TXT sits everywhere: terminals, code editors, import utilities, configuration workflows, scripting, OCR cleanup, notes apps, data pipelines, and archival storage all rely on plain text.
It is also the safest interchange format when the destination system can only accept unformatted content.
Its ecosystem is effectively universal, but intentionally low-feature.
Status: active. Introduced: 1963. Invented by: ASCII/plain-text computing tradition. Stewarded by: No single steward; plain-text computing convention.
How TXT fits into workflows
Workflow role: TXT
Convert to TXT when you need the words without the formatting.
It is a strong target for extraction, indexing, NLP preprocessing, OCR review, notes, and system handoffs where formatting would be lost anyway.
Use it when portability and text-only access matter more than layout, styling, or embedded media.
History of TXT
Format history: TXT
Plain-text files are older than most modern document ecosystems, and many later markup and structured-writing formats exist precisely because people wanted to preserve text readability while layering more structure on top.
Original problem: Computing systems needed a minimal portable way to store and exchange text content without requiring application-specific formatting logic.
Why TXT still matters
Current role: TXT
TXT matters because plain text is the lowest-common-denominator document format of computing: almost every system can open it, version it, search it, or transform it, which gives it unusual longevity despite its simplicity.

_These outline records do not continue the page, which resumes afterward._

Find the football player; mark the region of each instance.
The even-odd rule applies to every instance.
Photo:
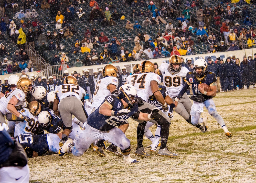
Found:
[[[88,117],[74,143],[72,140],[67,140],[60,149],[59,155],[63,155],[69,150],[74,155],[80,156],[93,142],[104,139],[120,147],[125,163],[138,162],[130,156],[130,141],[121,130],[115,127],[131,116],[144,121],[154,119],[157,115],[159,109],[157,108],[153,109],[150,114],[139,112],[138,100],[136,89],[129,85],[120,87],[118,95],[107,96],[100,107]]]
[[[97,82],[93,95],[93,102],[92,106],[92,113],[100,107],[106,97],[111,94],[118,93],[116,88],[118,85],[119,75],[117,68],[112,64],[106,66],[103,68],[102,75],[103,78]],[[125,133],[129,124],[127,121],[125,121],[119,123],[117,126],[124,133]],[[93,148],[93,150],[102,157],[105,156],[100,147],[104,144],[104,142],[103,139],[99,140]],[[116,146],[113,143],[109,146],[106,150],[119,156],[122,155],[118,151]]]
[[[86,93],[83,88],[78,85],[76,78],[68,76],[64,78],[63,82],[64,84],[58,86],[55,89],[56,99],[52,108],[55,114],[58,114],[59,111],[64,124],[62,138],[65,140],[72,130],[72,115],[83,124],[88,115],[81,101],[83,101]]]
[[[169,64],[162,63],[156,71],[156,73],[163,76],[164,85],[168,90],[169,96],[174,101],[182,88],[186,74],[188,72],[187,69],[182,66],[183,63],[179,56],[173,55],[169,60]],[[190,111],[192,103],[186,93],[184,94],[180,99],[176,105],[175,112],[192,125]],[[200,124],[196,126],[203,132],[207,130]]]
[[[40,103],[32,101],[28,108],[20,111],[30,119],[16,123],[14,133],[16,140],[23,147],[28,158],[41,156],[49,151],[57,153],[61,139],[56,134],[44,134],[38,120],[37,116],[41,110]]]
[[[217,88],[215,82],[216,75],[214,73],[207,71],[207,63],[203,59],[198,59],[194,63],[194,71],[188,73],[186,76],[186,82],[176,98],[175,105],[188,88],[192,87],[193,95],[190,98],[194,101],[191,107],[191,123],[194,125],[202,123],[203,127],[207,126],[206,116],[200,118],[201,113],[203,111],[204,106],[206,108],[209,114],[217,121],[225,132],[227,137],[232,137],[224,120],[216,110],[212,98],[216,95]],[[206,92],[204,86],[199,84],[205,83],[209,86],[211,91]]]
[[[163,111],[164,112],[168,111],[168,106],[158,87],[161,83],[161,78],[155,73],[154,64],[150,61],[145,60],[141,62],[139,68],[140,73],[128,76],[126,78],[126,83],[134,87],[138,96],[141,98],[138,103],[140,111],[148,113],[151,112],[153,109],[155,108],[155,106],[147,102],[149,96],[153,95],[162,105]],[[157,116],[155,119],[152,120],[150,121],[158,124],[161,127],[161,144],[158,154],[170,157],[176,156],[177,154],[170,152],[166,147],[170,123],[170,119],[160,110]],[[139,123],[137,127],[137,145],[135,154],[143,156],[149,156],[150,155],[144,151],[142,145],[144,132],[147,122],[138,120],[137,119],[134,119],[134,120]]]

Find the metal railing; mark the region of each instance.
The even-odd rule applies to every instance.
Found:
[[[27,43],[27,50],[30,59],[34,59],[36,62],[36,66],[38,70],[41,70],[47,68],[48,64],[42,56],[37,53],[36,51],[29,44]]]

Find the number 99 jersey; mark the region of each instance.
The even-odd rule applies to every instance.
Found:
[[[28,117],[31,121],[27,121],[24,120],[23,122],[16,122],[15,125],[14,137],[20,134],[34,134],[39,126],[37,116],[31,114],[29,110],[26,108],[23,108],[19,112],[22,115]]]
[[[82,87],[72,84],[66,84],[58,86],[55,89],[56,96],[60,101],[66,97],[73,95],[81,100],[83,97],[83,94],[86,94],[85,90]],[[67,104],[68,105],[68,104]]]
[[[169,96],[172,98],[177,97],[183,87],[183,79],[186,77],[188,69],[182,67],[179,72],[174,72],[171,70],[168,64],[163,63],[157,71],[158,74],[163,76],[164,85],[167,88]]]

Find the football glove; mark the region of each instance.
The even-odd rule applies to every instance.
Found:
[[[152,119],[154,119],[156,117],[158,112],[160,110],[158,108],[155,108],[152,109],[150,114],[150,117]]]
[[[162,104],[162,108],[163,109],[163,110],[164,112],[167,112],[168,111],[168,110],[169,109],[169,108],[168,107],[168,105],[166,102],[165,103],[165,105]]]
[[[23,116],[23,115],[20,118],[21,118],[22,120],[25,120],[28,122],[30,122],[31,120],[30,118],[28,117],[27,116]]]
[[[168,116],[169,116],[169,118],[171,120],[173,119],[173,114],[170,112],[169,112],[168,113]]]
[[[23,108],[25,108],[27,107],[28,105],[28,102],[26,101],[25,101],[24,102],[23,102],[23,103],[21,105],[21,106],[22,106]]]
[[[121,116],[124,114],[128,114],[129,113],[131,112],[131,111],[128,109],[121,109],[120,111],[116,111],[114,112],[114,115],[112,115],[112,113],[111,113],[111,114],[112,116]]]

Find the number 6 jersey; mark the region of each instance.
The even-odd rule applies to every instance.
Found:
[[[83,97],[83,94],[85,95],[86,94],[85,90],[82,88],[72,84],[60,85],[56,87],[55,91],[56,92],[56,96],[59,97],[60,101],[67,97],[72,95],[80,100]]]
[[[182,89],[183,79],[186,77],[186,74],[188,72],[188,69],[182,67],[178,72],[173,72],[171,70],[169,64],[165,63],[161,64],[156,70],[158,74],[163,76],[164,85],[168,90],[168,95],[172,98],[176,97]]]

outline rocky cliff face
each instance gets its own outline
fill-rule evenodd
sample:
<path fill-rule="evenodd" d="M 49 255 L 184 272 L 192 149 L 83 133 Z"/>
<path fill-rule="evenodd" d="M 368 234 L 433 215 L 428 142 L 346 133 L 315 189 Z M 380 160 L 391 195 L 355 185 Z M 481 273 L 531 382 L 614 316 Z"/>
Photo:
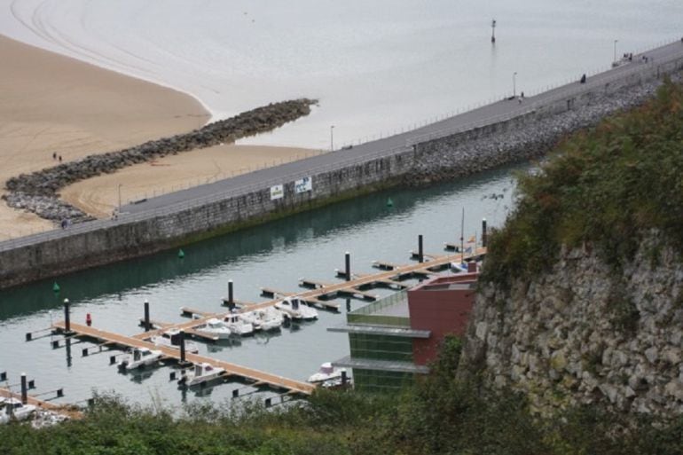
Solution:
<path fill-rule="evenodd" d="M 680 414 L 683 265 L 663 242 L 650 232 L 620 268 L 585 245 L 509 289 L 482 283 L 462 367 L 546 415 L 579 404 Z"/>

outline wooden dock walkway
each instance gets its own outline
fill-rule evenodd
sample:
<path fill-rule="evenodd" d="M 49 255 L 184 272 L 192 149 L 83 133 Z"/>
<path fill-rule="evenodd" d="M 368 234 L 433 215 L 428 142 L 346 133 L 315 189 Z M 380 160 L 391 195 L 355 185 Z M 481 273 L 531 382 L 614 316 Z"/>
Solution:
<path fill-rule="evenodd" d="M 0 396 L 4 398 L 16 398 L 18 400 L 21 400 L 21 394 L 12 392 L 4 388 L 0 388 Z M 79 411 L 74 410 L 73 406 L 69 404 L 51 403 L 49 401 L 36 398 L 35 396 L 31 396 L 30 395 L 27 396 L 27 402 L 28 404 L 33 404 L 34 406 L 40 409 L 51 411 L 52 412 L 56 412 L 58 414 L 63 414 L 71 419 L 80 419 L 82 417 L 82 413 L 81 413 Z"/>
<path fill-rule="evenodd" d="M 332 307 L 334 309 L 338 309 L 339 308 L 338 302 L 331 302 L 331 301 L 323 301 L 323 300 L 320 300 L 320 297 L 336 294 L 340 291 L 357 293 L 359 288 L 371 286 L 373 284 L 380 285 L 380 286 L 383 285 L 385 286 L 392 286 L 393 288 L 399 287 L 399 285 L 405 287 L 405 285 L 403 285 L 402 283 L 400 283 L 400 281 L 398 281 L 398 278 L 411 276 L 411 275 L 415 275 L 415 274 L 432 275 L 434 273 L 429 271 L 430 269 L 433 269 L 435 267 L 442 267 L 451 263 L 451 262 L 459 262 L 463 257 L 465 260 L 472 260 L 472 259 L 480 257 L 485 254 L 486 254 L 486 248 L 480 247 L 480 248 L 477 248 L 476 251 L 475 251 L 474 253 L 466 254 L 464 256 L 461 255 L 460 253 L 458 253 L 456 255 L 439 256 L 438 258 L 434 259 L 432 261 L 428 261 L 427 263 L 412 263 L 408 265 L 392 264 L 395 268 L 390 271 L 381 271 L 378 273 L 356 275 L 356 277 L 357 278 L 350 281 L 341 281 L 339 283 L 330 284 L 328 286 L 326 286 L 325 287 L 310 289 L 308 291 L 303 291 L 299 294 L 281 293 L 280 291 L 277 291 L 275 289 L 271 289 L 268 287 L 263 287 L 262 291 L 265 290 L 267 293 L 271 292 L 272 293 L 271 295 L 276 295 L 279 294 L 296 295 L 296 297 L 306 302 L 324 303 L 328 308 Z M 261 310 L 263 308 L 271 307 L 271 306 L 274 306 L 275 303 L 280 302 L 282 298 L 272 298 L 271 300 L 268 300 L 265 302 L 249 304 L 248 307 L 242 308 L 239 311 L 251 311 L 254 310 Z M 229 314 L 230 314 L 229 312 L 207 313 L 205 317 L 200 319 L 192 319 L 192 321 L 175 324 L 168 328 L 188 331 L 188 330 L 192 330 L 193 327 L 196 327 L 197 326 L 206 324 L 207 320 L 211 318 L 223 318 L 228 316 Z M 158 334 L 161 332 L 161 330 L 153 330 L 153 331 L 147 332 L 146 333 L 136 335 L 135 338 L 138 338 L 140 336 L 150 337 L 154 334 Z"/>
<path fill-rule="evenodd" d="M 200 319 L 196 319 L 188 324 L 196 326 L 197 321 L 199 320 Z M 178 326 L 182 326 L 182 325 L 175 325 L 175 328 L 184 328 Z M 59 331 L 64 331 L 65 330 L 64 321 L 59 321 L 54 323 L 52 325 L 52 328 L 58 329 Z M 187 328 L 192 328 L 192 327 L 187 327 Z M 184 328 L 184 329 L 186 330 L 187 328 Z M 71 323 L 71 331 L 74 332 L 76 336 L 93 338 L 96 340 L 99 340 L 100 341 L 106 341 L 111 344 L 115 344 L 122 347 L 147 348 L 150 349 L 161 350 L 165 357 L 180 360 L 180 351 L 178 349 L 169 348 L 167 346 L 156 346 L 151 343 L 150 341 L 140 340 L 139 338 L 137 338 L 137 336 L 131 337 L 131 336 L 121 335 L 111 332 L 99 330 L 94 327 L 89 327 L 88 326 L 75 324 L 73 322 Z M 154 331 L 147 332 L 145 333 L 142 333 L 141 335 L 149 337 L 149 336 L 152 336 L 152 334 L 153 334 L 153 332 Z M 231 364 L 229 362 L 225 362 L 223 360 L 217 360 L 216 358 L 208 357 L 206 356 L 200 356 L 199 354 L 191 354 L 188 352 L 185 355 L 185 360 L 192 364 L 201 364 L 201 363 L 209 364 L 214 367 L 219 367 L 219 368 L 224 369 L 227 375 L 244 378 L 249 380 L 253 380 L 254 382 L 261 382 L 273 388 L 285 389 L 292 393 L 310 395 L 316 388 L 316 386 L 314 386 L 313 384 L 309 384 L 308 382 L 301 382 L 299 380 L 284 378 L 282 376 L 278 376 L 275 374 L 261 372 L 259 370 L 255 370 L 254 368 L 249 368 L 247 366 L 241 366 L 239 365 Z"/>

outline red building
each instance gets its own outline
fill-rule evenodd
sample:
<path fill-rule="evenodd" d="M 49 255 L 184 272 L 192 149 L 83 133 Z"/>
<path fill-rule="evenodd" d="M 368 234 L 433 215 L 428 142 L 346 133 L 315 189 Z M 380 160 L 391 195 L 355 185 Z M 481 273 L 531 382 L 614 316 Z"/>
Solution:
<path fill-rule="evenodd" d="M 428 338 L 412 339 L 415 365 L 425 365 L 436 359 L 444 336 L 465 333 L 475 302 L 477 275 L 468 272 L 437 277 L 408 291 L 411 328 L 430 333 Z"/>
<path fill-rule="evenodd" d="M 353 368 L 358 390 L 393 393 L 429 373 L 446 335 L 462 336 L 478 273 L 440 276 L 359 308 L 330 332 L 349 333 L 350 355 L 333 362 Z"/>

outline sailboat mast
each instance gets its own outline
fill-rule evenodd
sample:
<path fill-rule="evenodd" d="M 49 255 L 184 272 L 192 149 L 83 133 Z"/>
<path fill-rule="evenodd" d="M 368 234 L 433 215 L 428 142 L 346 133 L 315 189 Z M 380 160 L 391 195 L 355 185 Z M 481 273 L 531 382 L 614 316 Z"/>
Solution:
<path fill-rule="evenodd" d="M 465 263 L 465 208 L 462 208 L 460 221 L 460 263 Z"/>

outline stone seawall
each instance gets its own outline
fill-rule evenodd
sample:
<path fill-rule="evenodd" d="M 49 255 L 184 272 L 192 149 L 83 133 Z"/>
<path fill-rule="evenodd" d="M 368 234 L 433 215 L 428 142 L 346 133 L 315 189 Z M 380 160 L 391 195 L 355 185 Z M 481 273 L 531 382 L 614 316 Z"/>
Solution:
<path fill-rule="evenodd" d="M 446 132 L 389 156 L 312 174 L 312 190 L 305 192 L 297 193 L 293 181 L 283 181 L 279 200 L 271 200 L 268 187 L 154 216 L 95 222 L 100 223 L 96 230 L 75 229 L 40 243 L 0 247 L 0 288 L 148 255 L 383 187 L 424 184 L 539 156 L 566 134 L 652 96 L 659 82 L 647 79 L 627 78 L 542 106 L 530 105 L 523 115 L 467 132 Z"/>

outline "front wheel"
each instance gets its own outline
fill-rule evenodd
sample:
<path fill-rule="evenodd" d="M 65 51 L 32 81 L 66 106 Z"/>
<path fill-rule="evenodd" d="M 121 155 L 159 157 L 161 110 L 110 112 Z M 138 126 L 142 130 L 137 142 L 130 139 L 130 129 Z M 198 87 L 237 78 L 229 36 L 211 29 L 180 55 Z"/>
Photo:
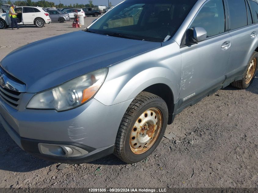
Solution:
<path fill-rule="evenodd" d="M 43 27 L 45 24 L 45 22 L 43 20 L 39 18 L 35 20 L 35 23 L 37 27 Z"/>
<path fill-rule="evenodd" d="M 248 62 L 246 69 L 244 73 L 242 79 L 233 82 L 231 85 L 234 87 L 240 89 L 245 89 L 251 85 L 253 80 L 257 71 L 258 62 L 258 52 L 254 52 L 252 54 Z"/>
<path fill-rule="evenodd" d="M 131 103 L 119 127 L 114 154 L 128 163 L 149 156 L 159 144 L 168 117 L 168 107 L 160 97 L 147 92 Z"/>
<path fill-rule="evenodd" d="M 0 29 L 3 29 L 6 27 L 6 23 L 2 20 L 0 20 Z"/>

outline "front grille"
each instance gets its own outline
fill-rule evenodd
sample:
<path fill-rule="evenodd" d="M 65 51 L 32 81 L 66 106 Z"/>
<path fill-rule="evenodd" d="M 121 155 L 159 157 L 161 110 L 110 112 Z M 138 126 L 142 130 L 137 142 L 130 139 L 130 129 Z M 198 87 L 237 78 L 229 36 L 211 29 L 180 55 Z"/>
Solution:
<path fill-rule="evenodd" d="M 19 109 L 23 93 L 0 86 L 0 97 L 5 102 L 16 110 Z"/>
<path fill-rule="evenodd" d="M 0 86 L 0 98 L 9 106 L 19 110 L 19 105 L 24 93 L 21 92 L 20 90 L 14 87 L 17 87 L 20 89 L 20 86 L 26 86 L 25 84 L 9 74 L 1 67 L 0 76 L 1 77 L 4 76 L 6 79 L 5 80 L 7 80 L 5 82 L 5 87 L 3 87 Z M 13 87 L 12 86 L 13 84 Z"/>

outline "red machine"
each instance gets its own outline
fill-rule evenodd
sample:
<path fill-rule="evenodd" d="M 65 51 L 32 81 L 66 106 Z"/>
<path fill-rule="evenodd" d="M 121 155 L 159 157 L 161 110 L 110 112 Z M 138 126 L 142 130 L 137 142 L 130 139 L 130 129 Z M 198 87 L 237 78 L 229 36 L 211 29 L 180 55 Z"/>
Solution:
<path fill-rule="evenodd" d="M 77 28 L 81 27 L 81 25 L 80 25 L 79 22 L 79 18 L 78 17 L 78 11 L 77 10 L 75 10 L 74 11 L 74 20 L 73 22 L 73 27 Z"/>

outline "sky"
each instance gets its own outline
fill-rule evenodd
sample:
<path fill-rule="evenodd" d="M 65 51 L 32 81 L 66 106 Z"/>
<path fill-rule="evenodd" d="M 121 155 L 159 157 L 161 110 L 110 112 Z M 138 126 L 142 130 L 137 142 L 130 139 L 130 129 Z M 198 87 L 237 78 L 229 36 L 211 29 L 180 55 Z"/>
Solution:
<path fill-rule="evenodd" d="M 51 1 L 49 0 L 48 1 L 53 2 L 56 5 L 60 3 L 59 1 L 61 1 L 61 3 L 67 5 L 70 5 L 70 3 L 72 5 L 73 5 L 74 4 L 78 3 L 79 4 L 85 5 L 89 3 L 88 0 L 51 0 Z M 109 0 L 109 2 L 111 2 L 113 5 L 116 5 L 122 1 L 122 0 Z M 108 1 L 108 0 L 93 0 L 93 5 L 101 5 L 107 6 Z"/>

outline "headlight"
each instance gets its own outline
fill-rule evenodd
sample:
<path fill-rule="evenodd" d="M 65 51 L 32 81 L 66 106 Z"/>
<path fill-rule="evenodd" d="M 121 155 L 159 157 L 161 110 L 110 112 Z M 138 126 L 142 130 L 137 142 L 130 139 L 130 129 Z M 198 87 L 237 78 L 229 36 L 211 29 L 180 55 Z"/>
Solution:
<path fill-rule="evenodd" d="M 55 109 L 61 111 L 77 107 L 93 97 L 103 84 L 107 74 L 107 68 L 101 69 L 36 94 L 26 108 Z"/>

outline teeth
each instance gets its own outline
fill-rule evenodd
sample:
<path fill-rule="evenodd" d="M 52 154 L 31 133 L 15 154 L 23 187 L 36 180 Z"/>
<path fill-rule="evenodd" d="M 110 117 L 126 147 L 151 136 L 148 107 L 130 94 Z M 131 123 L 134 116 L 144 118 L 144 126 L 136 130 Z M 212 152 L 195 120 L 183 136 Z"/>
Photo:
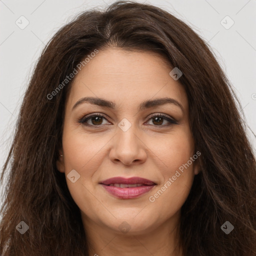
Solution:
<path fill-rule="evenodd" d="M 138 184 L 118 184 L 118 183 L 115 183 L 114 184 L 110 184 L 109 186 L 124 188 L 136 188 L 136 186 L 142 186 L 144 184 L 140 183 Z"/>

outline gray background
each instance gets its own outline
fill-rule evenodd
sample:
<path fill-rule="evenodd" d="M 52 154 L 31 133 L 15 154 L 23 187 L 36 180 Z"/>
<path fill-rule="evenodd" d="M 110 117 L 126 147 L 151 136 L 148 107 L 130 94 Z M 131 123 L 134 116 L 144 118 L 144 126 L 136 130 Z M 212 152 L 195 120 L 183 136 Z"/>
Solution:
<path fill-rule="evenodd" d="M 14 125 L 33 68 L 44 44 L 59 28 L 78 12 L 107 0 L 0 0 L 0 164 L 12 138 Z M 137 1 L 144 2 L 145 1 Z M 184 21 L 208 42 L 233 84 L 248 123 L 248 134 L 256 148 L 256 0 L 148 0 Z M 20 25 L 28 25 L 22 30 Z M 234 24 L 226 29 L 228 16 Z M 23 20 L 22 20 L 23 19 Z M 229 26 L 231 20 L 222 22 Z M 0 172 L 1 172 L 0 171 Z"/>

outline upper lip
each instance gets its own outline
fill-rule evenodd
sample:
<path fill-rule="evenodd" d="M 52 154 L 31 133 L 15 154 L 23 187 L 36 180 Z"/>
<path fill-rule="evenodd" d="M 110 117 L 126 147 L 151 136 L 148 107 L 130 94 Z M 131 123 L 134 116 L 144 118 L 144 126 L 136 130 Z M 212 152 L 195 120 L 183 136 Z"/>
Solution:
<path fill-rule="evenodd" d="M 100 182 L 100 184 L 110 185 L 110 184 L 144 184 L 144 185 L 156 185 L 156 184 L 146 178 L 140 177 L 132 177 L 124 178 L 123 177 L 113 177 Z"/>

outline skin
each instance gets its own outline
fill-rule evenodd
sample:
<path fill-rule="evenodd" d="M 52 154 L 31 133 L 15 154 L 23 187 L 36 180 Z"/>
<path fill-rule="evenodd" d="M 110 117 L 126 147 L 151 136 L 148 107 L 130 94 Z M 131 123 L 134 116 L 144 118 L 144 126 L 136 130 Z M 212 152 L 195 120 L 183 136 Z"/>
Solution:
<path fill-rule="evenodd" d="M 157 54 L 108 48 L 99 51 L 74 78 L 66 106 L 60 151 L 63 156 L 57 167 L 65 173 L 80 210 L 90 255 L 184 255 L 182 248 L 177 250 L 178 225 L 181 207 L 198 172 L 198 161 L 154 202 L 148 199 L 195 154 L 187 96 L 178 80 L 170 76 L 172 69 Z M 144 100 L 167 96 L 180 102 L 184 112 L 170 104 L 138 110 Z M 84 102 L 72 110 L 86 96 L 112 101 L 116 107 Z M 96 113 L 108 119 L 88 120 L 91 126 L 78 122 Z M 152 114 L 166 114 L 178 124 L 167 126 L 164 119 L 158 124 L 150 116 Z M 118 126 L 124 118 L 132 125 L 126 132 Z M 74 183 L 66 178 L 72 170 L 80 176 Z M 118 198 L 98 183 L 117 176 L 142 177 L 157 185 L 138 198 Z M 126 233 L 119 228 L 124 221 L 130 228 Z"/>

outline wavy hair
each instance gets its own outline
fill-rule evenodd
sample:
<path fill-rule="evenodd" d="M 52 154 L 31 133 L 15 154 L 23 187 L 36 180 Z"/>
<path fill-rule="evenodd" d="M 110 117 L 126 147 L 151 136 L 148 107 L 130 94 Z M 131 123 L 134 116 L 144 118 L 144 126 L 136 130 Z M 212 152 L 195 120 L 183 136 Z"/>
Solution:
<path fill-rule="evenodd" d="M 195 148 L 202 152 L 200 172 L 182 208 L 184 256 L 256 255 L 256 159 L 232 86 L 207 42 L 184 22 L 130 1 L 79 14 L 42 50 L 1 176 L 7 182 L 0 254 L 88 255 L 80 209 L 56 167 L 73 80 L 53 98 L 48 95 L 86 56 L 108 47 L 160 53 L 183 73 L 179 82 L 188 100 Z M 22 235 L 16 230 L 22 220 L 29 226 Z M 220 228 L 227 220 L 234 227 L 228 234 Z"/>

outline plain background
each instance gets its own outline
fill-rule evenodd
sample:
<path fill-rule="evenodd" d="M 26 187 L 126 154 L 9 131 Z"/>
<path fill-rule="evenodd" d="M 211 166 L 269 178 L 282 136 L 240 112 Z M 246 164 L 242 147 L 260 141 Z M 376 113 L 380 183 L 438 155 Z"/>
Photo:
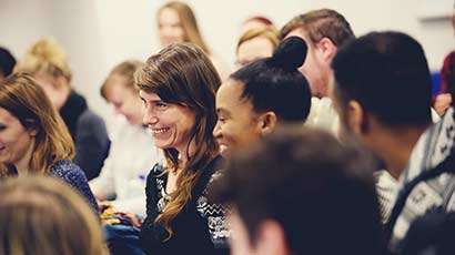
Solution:
<path fill-rule="evenodd" d="M 0 45 L 20 59 L 31 43 L 53 37 L 65 48 L 72 85 L 110 125 L 113 110 L 99 88 L 110 69 L 125 59 L 145 60 L 159 49 L 155 12 L 163 0 L 0 0 Z M 354 33 L 398 30 L 424 47 L 432 71 L 455 49 L 452 0 L 189 0 L 212 51 L 233 65 L 240 24 L 262 14 L 281 28 L 292 17 L 331 8 Z"/>

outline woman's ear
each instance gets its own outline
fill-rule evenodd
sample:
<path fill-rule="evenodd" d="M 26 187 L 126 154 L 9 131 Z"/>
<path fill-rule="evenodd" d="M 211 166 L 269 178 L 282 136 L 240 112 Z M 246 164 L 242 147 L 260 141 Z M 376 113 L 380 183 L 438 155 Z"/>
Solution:
<path fill-rule="evenodd" d="M 336 53 L 336 45 L 332 42 L 331 39 L 328 38 L 323 38 L 321 39 L 320 42 L 317 42 L 317 48 L 322 52 L 322 57 L 325 62 L 331 62 L 333 57 L 335 57 Z"/>
<path fill-rule="evenodd" d="M 362 105 L 356 100 L 351 100 L 347 104 L 347 123 L 355 134 L 364 132 L 365 114 Z"/>
<path fill-rule="evenodd" d="M 266 135 L 272 133 L 272 131 L 275 129 L 276 123 L 279 121 L 279 118 L 276 114 L 272 111 L 264 112 L 260 115 L 259 118 L 259 130 L 261 135 Z"/>
<path fill-rule="evenodd" d="M 29 132 L 30 136 L 34 137 L 38 135 L 39 129 L 37 126 L 37 122 L 33 120 L 26 120 L 26 129 Z"/>

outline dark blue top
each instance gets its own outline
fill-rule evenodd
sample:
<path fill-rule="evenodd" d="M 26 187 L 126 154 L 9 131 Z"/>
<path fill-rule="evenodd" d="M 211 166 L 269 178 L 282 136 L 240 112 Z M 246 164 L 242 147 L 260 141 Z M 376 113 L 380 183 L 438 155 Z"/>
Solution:
<path fill-rule="evenodd" d="M 51 166 L 50 175 L 63 180 L 65 183 L 74 187 L 87 202 L 98 212 L 97 200 L 90 190 L 85 174 L 77 164 L 71 161 L 61 160 Z"/>

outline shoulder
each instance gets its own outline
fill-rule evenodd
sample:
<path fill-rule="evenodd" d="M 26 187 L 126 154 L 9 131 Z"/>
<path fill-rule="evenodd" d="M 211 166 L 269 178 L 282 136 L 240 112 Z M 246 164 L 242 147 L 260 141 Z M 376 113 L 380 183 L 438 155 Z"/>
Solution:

Modern role: TXT remains essential for logs, notes, source data, simple exports, scripting, documentation sources, and low-friction interchange across tools.
When to use TXT
- authoring
- review and collaboration
- distribution
Advantages of TXT
- Nearly universal readability.
- Excellent for portability, diffing, and automation.
- Acts as the foundation for many richer markup workflows.
Limitations of TXT
- No native rich formatting or semantic structure.
- Encoding and line-ending differences can still create practical interoperability issues.
Formats related to TXT
TXT technical profile
| Feature | Fact sheet |
|---|---|
| Category | document |
| Extensions | .txt |
| MIME types | text/plain |
| Created year | 1963 |
| Inventor | ASCII/plain-text computing tradition |
| Status | active |
| supports_text_search | True |
| supports_print_workflows | True |
| supports_printing | True |
| supports_transparency | True |
| supports_animation | False |
| supports_layers | True |
| supports_vector_scaling | False |
| supports_reflowable_text | False |
| supports_multitrack | False |
| camera_raw | False |
| hdr_capable | False |
| structured_data_capable | True |
| streaming_ready | False |
| sources | {'url': 'https://www.iana.org/assignments/media-types', 'title': 'Plain text', 'relevance': 'Official specification', 'source_type': 'official'}, {'url': 'https://www.rfc-editor.org/rfc/rfc20', 'title': 'Reference Documentation', 'relevance': 'Technical reference', 'source_type': 'reference'} |
TXT quality and compatibility
Format profile: TXT
Size profile: medium. Quality profile: depends. Editability profile: moderate. Compatibility profile: broad. Archival profile: strong. Metadata profile: moderate. Delivery profile: strong. Workflow profile: exchange. Status: active.
Notable capabilities: transparency support, layer support, structured data.
Software that opens TXT
- everything from terminal tools to editors and office suites
Conversion options
FAQs
Q: What is TXT typically used for?
A:
TXT is commonly used for authoring, review and collaboration, distribution.
Q: What are the advantages of TXT?
A:
TXT is broadly compatible across common software.
Q: What should I watch out for when converting TXT?
A:
Check output quality and compatibility on representative sample files.